How to: Share team completions in Visual Studio IntelliCode
IntelliCode lets you share repository-associated team models you've created and automatically update users that have access when you retrain the model.
By creating a team completions model, you get IntelliCode completion recommendations for code that's not in the base model. Sharing a team completions model with collaborators extends the enhanced IntelliSense recommendations to everyone; they don't have to create or retrain a team completions model themselves.
Share a repository-associated team completions model
Repository-associated models are automatically shared with others working in the same codebase. Automatic model acquisition is enabled by default in Visual Studio.
If you wish to opt out, go to Tools > Options > IntelliCode > Acquire team models for completion and set to disabled.

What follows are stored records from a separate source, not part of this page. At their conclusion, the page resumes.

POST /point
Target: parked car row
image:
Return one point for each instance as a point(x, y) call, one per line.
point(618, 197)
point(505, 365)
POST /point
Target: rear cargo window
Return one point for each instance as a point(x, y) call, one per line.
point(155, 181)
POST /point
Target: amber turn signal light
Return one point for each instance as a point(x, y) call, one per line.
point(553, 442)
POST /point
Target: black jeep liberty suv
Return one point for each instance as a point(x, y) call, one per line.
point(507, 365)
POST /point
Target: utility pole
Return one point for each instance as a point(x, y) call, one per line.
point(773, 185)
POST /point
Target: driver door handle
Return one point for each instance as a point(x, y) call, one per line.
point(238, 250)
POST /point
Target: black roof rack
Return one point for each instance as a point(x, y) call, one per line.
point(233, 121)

When anyone clones and opens the codebase the model was trained on, any completions models associated with the configured Git remote repositories will be downloaded and activated. If you are working on a fork of the codebase, simply add the upstream codebase as a remote repository to get the completions model.
Access to the repository is access to the model. When training, we collect some information about the checked-out commit. Anyone who requests that model must have the same commit in their repository and be able to produce the same information that was collected during training in order to receive the team model.
Note
The ability to share your user-associated team completions models via a sharing link, available in some preview releases of Team completions, is now deprecated
Common sharing scenarios
This section describes how to set up model sharing for some common cases.

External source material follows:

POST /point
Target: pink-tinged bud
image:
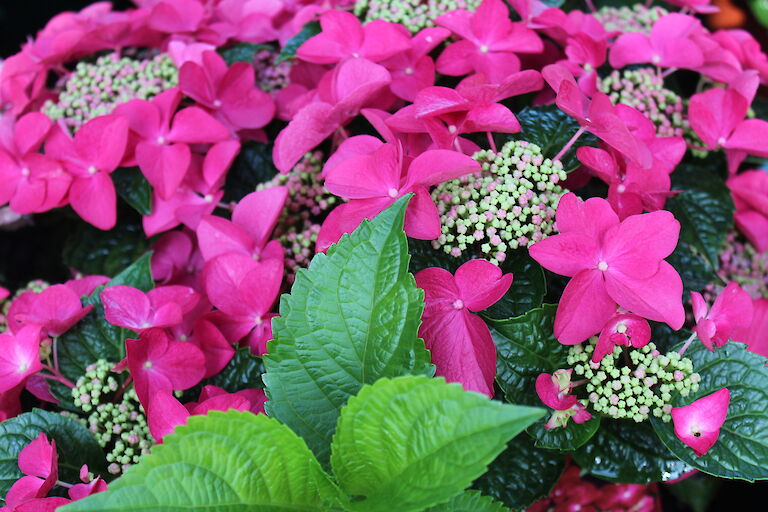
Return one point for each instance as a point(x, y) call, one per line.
point(698, 424)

Open Source project (git-based)
Suppose you have an existing codebase that contains good patterns for using types contained in a shared library. You'd like IntelliCode to learn from usage in that codebase to kickstart you and your collaborators when you start work on your next project that uses the same library. The new project, being new, has no usage to learn from. So what do you do?
The best approach here is:
Train a repo-associated model for team completions on the existing codebase.
When anyone clones and opens the codebase the model was trained on, any completions models associated with the configured Git remote repositories will be downloaded and activated. If you are working on a fork of the codebase, simply add the upstream codebase as a remote repository to get the completions model. Access to the repository is access to the model. When training, we collect some information about the checked-out commit. Anyone who requests that model must have the same commit in their repository and be able to produce the same information that was collected during training in order to receive the team model.
Automate retraining your model with the Azure Pipelines IntelliCode task or GitHub Action to keep completions up-to-date with code changes. Your team automatically gets updates whenever the repo is trained.